Pela matriarcal Nação Brasileira - por Kelsen Bravos*



a Luiz Carlos da Vila,
Rildo Hora, Sérgio Cabral (o pai),
à Estação Primeira de Mangueira

A um amigo online num grupo do whatsapp, de chofre, solicitei um mote para minha crônica semanal. Ele me respondeu que lhe pegara de calça curta. Excelente tema, exclamei. Um outro propôs “mais vale milicianos na mão do que uma embaixada nos EUA”. Recuperado, o primeiro emplacou “a valorização da família”. Um terceiro mandou juntar tudo e, sendo o meu coração um condomínio onde sempre cabe mais um, acolhi a todas as propostas.

Agora estou cá nesse engodo e o meu juízo não para de pensar na narrativa dos espetáculos de abertura e de encerramento da Olimpíada do Rio de Janeiro em 2016. Nunca me identifiquei tanto com um discurso. Pareceu-me ver sorrir o tão sonhado dia de graça em que felizes poesias estão a brindar porque o mal foi cortado pela raiz, tal qual nos diz o samba “Por um dia de Graça”, do Luiz Carlos da Vila.

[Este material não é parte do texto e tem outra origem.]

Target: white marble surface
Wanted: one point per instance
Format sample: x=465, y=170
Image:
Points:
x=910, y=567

Já na cerimônia de abertura, propôs e praticou a tolerância entre os povos, o respeito a imigrantes. Foi a primeira das Olimpíadas a acolher atletas refugiados. Eles representaram uma nação plural, ecumênica. Fez-se “a porta aberta ao irmão de qualquer chão, de qualquer raça”. O discurso trouxe também a sustentabilidade ambiental com treze mil sementes de duzentas e sete árvores nativas plantadas em tótens ecológicos por todos os integrantes dos 207 países participantes. De cada palma de mão, um palmo de chão recebeu sementes de felicidade que hão de formar a Floresta dos Atletas. O plantio definitivo, porém, por involuções políticas, só começou três anos depois. Antes tarde do que nunca.

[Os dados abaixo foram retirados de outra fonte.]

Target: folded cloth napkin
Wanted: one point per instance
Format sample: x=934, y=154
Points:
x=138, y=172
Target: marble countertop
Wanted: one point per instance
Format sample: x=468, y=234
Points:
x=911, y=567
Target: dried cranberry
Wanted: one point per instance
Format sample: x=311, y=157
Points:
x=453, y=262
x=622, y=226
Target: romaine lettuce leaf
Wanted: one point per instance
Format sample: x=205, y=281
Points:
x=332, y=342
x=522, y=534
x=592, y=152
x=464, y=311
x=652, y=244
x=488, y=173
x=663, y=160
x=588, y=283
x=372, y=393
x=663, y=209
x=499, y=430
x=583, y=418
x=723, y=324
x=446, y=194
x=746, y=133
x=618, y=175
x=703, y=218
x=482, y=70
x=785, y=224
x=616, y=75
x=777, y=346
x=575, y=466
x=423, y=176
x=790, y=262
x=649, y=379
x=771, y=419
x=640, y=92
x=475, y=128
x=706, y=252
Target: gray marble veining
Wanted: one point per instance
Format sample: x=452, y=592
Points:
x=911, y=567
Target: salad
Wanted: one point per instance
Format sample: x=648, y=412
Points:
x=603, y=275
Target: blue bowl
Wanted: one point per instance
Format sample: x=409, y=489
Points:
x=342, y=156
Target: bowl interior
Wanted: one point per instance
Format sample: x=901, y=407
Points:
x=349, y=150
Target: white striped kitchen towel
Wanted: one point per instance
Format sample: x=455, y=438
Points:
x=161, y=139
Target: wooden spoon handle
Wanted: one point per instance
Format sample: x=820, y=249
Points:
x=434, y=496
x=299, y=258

Se a abertura afirmou a diversidade cultural brasileira, o encerramento, embora com sofridas restrições do governo golpista à proposta original, foi uma festa da raça brasileira, uma quizomba multicultural. Talvez tenha sido a última realização da Política Cultural desenvolvida no Brasil de 2002 a 2016, quando foi golpeada. Uma festa linda que fez desfilar a diversidade das expressões de todas as regiões da Nação Brasileira. Inesquecível e sem fim, pois sua narrativa ficou em aberto, para sua proposta permanecer eterna.

Em vez de terminar, todos os presentes deram continuidade à festa ao se misturarem a todos os artistas num congraçamento universal. Todo mundo, em estado de graça, caiu na quizomba, em louvação, a sambar. Foi sim um dia de graça. Aquele encerramento não acabou! Ficou aberto feito o fraterno desejo sem fim de meu sorório coração em acolher com irmandade e igualdade, com respeito às diferenças, à diversidade, ao multiculturalismo, à sustentabilidade ambiental, enfim, com o melhor jeito brasileiro de ser.

Na transmissão pelas tevês, a câmera ao subir e abrir o plano para o infinito fez o mundo inteiro ver “o não chorar e o não sofrer se alastrando”, e ouvir ecoar o emocionado canto de todos na harmonia da festa, e entendeu a necessidade de um áureo tempo de Justiça ao raiar a Liberdade. Até hoje, tem gente, feito eu, a festejar. A Nação Brasileira mostrou ao mundo ser possível a Utopia que sonhamos.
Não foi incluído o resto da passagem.